Other Considerations
The operator must strictly abide by the post standard operation, and must pass the post training before entering the post operation. The operating part of the equipment must have protective covers or warning signs, and it is forbidden to stack items near the operating equipment; when operating the steam valve and preparing saturated brine and sodium hydroxide solution, the operator must wear gloves and protective goggles and other labor protection supplies.
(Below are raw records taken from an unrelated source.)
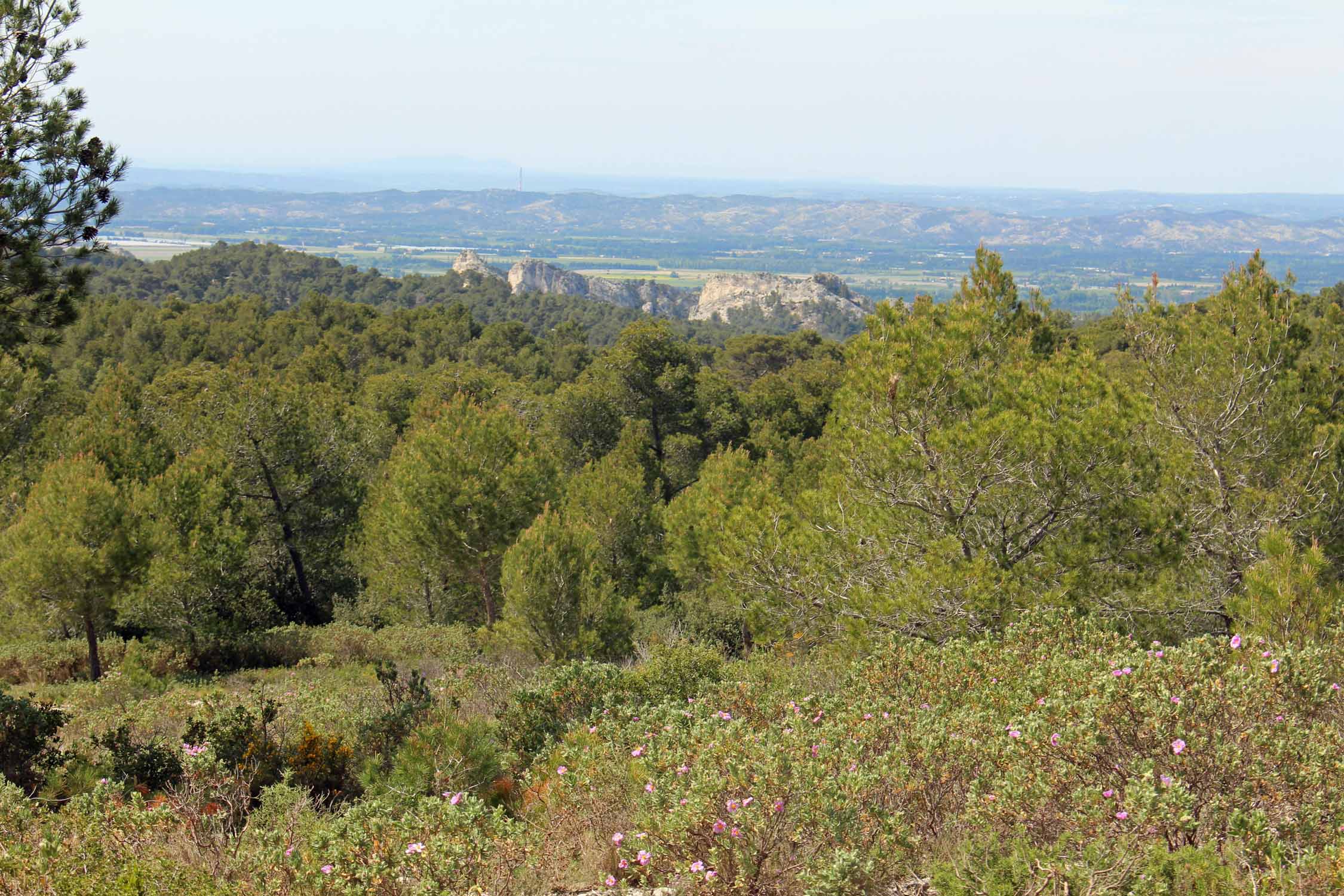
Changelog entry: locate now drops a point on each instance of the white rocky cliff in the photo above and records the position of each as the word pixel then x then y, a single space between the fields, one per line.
pixel 809 300
pixel 820 301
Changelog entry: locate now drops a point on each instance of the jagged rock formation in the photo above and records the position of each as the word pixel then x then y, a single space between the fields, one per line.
pixel 470 261
pixel 649 297
pixel 815 301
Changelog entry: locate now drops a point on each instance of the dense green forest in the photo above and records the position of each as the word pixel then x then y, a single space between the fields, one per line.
pixel 424 587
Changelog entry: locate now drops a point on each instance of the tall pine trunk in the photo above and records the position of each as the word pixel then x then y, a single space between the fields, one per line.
pixel 92 634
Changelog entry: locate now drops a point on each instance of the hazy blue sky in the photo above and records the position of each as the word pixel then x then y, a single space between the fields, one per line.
pixel 1156 94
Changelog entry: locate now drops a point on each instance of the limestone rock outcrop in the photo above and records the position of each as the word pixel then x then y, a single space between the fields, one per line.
pixel 471 262
pixel 653 299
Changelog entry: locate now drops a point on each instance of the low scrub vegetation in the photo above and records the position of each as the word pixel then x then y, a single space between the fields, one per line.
pixel 1057 754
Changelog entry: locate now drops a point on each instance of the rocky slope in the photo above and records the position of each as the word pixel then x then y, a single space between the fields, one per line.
pixel 821 301
pixel 649 297
pixel 471 262
pixel 814 301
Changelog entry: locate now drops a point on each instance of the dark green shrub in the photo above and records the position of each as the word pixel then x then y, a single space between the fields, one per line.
pixel 558 698
pixel 243 741
pixel 675 672
pixel 29 741
pixel 406 703
pixel 139 762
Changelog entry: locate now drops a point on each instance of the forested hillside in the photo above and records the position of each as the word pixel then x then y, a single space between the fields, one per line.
pixel 383 590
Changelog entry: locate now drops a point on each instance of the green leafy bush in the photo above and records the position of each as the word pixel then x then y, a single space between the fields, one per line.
pixel 406 703
pixel 146 763
pixel 449 755
pixel 321 763
pixel 29 741
pixel 558 698
pixel 674 672
pixel 243 741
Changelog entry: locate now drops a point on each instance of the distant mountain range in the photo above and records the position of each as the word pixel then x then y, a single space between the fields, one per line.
pixel 686 217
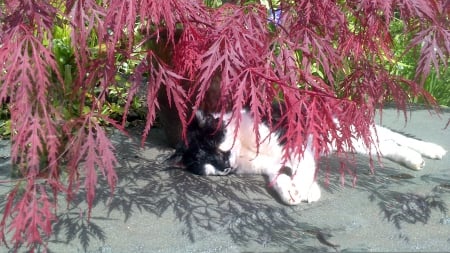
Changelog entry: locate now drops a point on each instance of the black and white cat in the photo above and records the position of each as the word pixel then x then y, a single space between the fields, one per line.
pixel 212 149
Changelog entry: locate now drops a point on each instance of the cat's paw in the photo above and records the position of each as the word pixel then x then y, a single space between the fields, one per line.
pixel 314 193
pixel 293 194
pixel 432 151
pixel 414 161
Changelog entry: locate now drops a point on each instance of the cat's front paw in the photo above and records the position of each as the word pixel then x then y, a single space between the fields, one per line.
pixel 432 151
pixel 294 194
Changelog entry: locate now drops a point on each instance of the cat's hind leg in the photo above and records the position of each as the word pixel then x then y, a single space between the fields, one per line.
pixel 400 148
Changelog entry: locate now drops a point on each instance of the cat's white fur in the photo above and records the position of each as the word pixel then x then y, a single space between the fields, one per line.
pixel 301 186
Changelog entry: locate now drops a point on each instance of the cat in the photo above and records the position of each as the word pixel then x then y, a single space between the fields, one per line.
pixel 212 149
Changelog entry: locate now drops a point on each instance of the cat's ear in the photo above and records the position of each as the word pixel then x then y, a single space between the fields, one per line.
pixel 201 118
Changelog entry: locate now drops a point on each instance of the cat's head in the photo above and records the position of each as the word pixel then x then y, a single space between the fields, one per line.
pixel 200 154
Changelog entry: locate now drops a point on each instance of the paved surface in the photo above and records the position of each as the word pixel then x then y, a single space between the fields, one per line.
pixel 161 209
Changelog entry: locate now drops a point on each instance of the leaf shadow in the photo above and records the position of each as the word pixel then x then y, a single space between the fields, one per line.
pixel 239 207
pixel 387 186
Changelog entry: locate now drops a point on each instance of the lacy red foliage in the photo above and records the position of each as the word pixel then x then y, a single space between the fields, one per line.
pixel 322 59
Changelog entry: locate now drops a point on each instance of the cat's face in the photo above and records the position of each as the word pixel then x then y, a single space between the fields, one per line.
pixel 201 155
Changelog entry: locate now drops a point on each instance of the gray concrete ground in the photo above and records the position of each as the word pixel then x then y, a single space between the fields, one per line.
pixel 160 209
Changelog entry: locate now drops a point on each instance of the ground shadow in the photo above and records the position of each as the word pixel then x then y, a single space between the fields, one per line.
pixel 384 187
pixel 236 206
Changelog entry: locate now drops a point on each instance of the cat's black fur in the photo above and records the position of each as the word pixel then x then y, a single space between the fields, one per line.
pixel 203 138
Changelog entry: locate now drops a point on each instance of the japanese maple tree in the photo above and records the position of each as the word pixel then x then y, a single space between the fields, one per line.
pixel 322 59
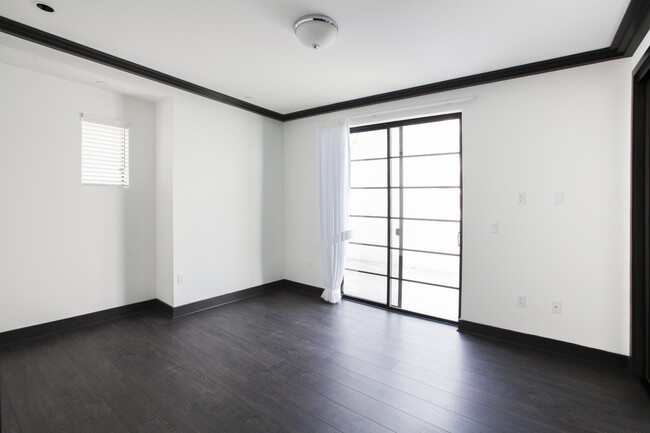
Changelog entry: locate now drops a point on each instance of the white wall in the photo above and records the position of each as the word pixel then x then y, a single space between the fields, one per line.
pixel 67 249
pixel 164 184
pixel 227 199
pixel 564 131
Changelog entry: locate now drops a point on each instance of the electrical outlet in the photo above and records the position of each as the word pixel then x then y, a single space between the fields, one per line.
pixel 556 307
pixel 521 301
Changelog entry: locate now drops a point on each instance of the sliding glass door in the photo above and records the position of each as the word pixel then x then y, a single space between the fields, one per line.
pixel 405 214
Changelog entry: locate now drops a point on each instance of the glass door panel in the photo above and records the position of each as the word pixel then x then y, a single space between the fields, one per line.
pixel 430 171
pixel 365 286
pixel 367 259
pixel 431 236
pixel 406 174
pixel 432 138
pixel 368 202
pixel 430 300
pixel 431 268
pixel 371 231
pixel 427 203
pixel 368 173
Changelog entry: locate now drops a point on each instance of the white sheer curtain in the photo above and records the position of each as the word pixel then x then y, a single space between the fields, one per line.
pixel 334 162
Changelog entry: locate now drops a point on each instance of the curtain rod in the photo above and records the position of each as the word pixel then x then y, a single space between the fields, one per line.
pixel 435 104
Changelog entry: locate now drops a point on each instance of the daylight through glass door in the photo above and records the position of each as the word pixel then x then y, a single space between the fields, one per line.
pixel 405 216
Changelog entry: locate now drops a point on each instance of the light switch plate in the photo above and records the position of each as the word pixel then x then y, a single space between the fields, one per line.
pixel 521 198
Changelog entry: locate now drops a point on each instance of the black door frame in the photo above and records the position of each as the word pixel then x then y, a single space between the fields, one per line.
pixel 400 123
pixel 640 221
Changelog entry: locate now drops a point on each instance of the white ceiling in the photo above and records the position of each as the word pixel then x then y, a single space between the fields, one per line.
pixel 247 49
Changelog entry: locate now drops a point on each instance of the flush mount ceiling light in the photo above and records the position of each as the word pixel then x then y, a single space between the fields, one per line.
pixel 316 31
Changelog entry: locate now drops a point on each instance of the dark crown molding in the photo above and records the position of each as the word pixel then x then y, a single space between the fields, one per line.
pixel 631 31
pixel 49 40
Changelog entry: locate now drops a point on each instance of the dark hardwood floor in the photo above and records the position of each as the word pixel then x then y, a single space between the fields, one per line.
pixel 288 362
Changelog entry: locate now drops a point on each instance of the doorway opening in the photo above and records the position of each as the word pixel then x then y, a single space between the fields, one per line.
pixel 640 236
pixel 405 212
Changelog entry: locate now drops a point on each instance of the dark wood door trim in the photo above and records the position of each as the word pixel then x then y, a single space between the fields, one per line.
pixel 640 220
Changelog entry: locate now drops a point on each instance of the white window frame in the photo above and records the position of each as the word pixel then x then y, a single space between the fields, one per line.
pixel 104 151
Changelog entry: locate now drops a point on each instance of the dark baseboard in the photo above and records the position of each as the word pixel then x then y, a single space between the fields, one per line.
pixel 206 304
pixel 163 307
pixel 302 288
pixel 557 347
pixel 44 329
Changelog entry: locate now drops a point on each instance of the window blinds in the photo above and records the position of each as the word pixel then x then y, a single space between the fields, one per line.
pixel 104 151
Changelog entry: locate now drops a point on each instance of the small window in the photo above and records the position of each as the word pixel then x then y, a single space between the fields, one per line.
pixel 104 151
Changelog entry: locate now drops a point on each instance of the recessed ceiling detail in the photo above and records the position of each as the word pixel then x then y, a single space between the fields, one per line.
pixel 44 7
pixel 397 51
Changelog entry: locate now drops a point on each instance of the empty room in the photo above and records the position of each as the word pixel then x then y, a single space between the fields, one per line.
pixel 335 216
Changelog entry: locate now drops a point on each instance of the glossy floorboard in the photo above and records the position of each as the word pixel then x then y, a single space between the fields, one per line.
pixel 288 362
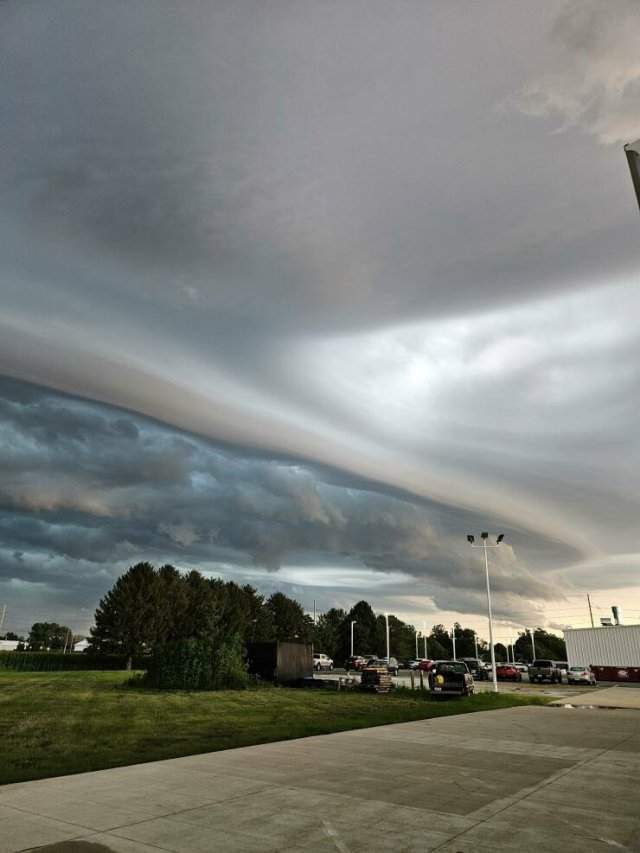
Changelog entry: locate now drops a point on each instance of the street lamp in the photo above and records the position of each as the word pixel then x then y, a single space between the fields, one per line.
pixel 533 645
pixel 632 150
pixel 386 616
pixel 471 540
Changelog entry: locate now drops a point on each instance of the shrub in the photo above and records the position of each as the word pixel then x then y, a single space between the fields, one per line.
pixel 198 665
pixel 57 661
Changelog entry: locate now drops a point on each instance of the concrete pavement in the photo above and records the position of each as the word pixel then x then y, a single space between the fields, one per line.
pixel 522 779
pixel 618 696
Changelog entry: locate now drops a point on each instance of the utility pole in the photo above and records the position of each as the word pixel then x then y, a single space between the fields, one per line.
pixel 470 539
pixel 533 645
pixel 386 616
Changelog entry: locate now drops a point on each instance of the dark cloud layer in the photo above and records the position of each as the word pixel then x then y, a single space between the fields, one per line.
pixel 384 257
pixel 87 489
After the pipeline is sterilized, the water tank needs to be emptied, and the water needs to be remade; the respirator on the storage tank needs to be closed when the preparation system and distribution system are sterilized; High temperature scalding; because the purified water and injection water in the water production room need to be constantly opened, so when not in production, the purified water should be switched from “water production automatic” to “water production manual” in the automatic mode of the man- machine interface. ”; on the contrary, the injection water needs to be switched from “multi-effect automatic” to “multi-effect manual”, and the “heating” mode of the heat exchanger of the multi-effect distribution system is turned on. The pure steam system can be switched off from “automatic” to “manual”, and the power can be turned off when the temperature drops to normal temperature. During the production process, the engineering personnel should follow the cleaning standard operating procedures and fill in the equipment operation records.
Concluding Remarks
Because pharmaceutical water will directly affect the quality of medicines, the pharmaceutical water system can continuously provide stable and qualified pharmaceutical water, which is the premise to ensure the quality of medicines. Adopting reasonable operation and daily monitoring measures, and maintaining and managing the pharmaceutical water system well, can fundamentally prevent the pollution of pharmaceutical water and ensure the quality of medicines.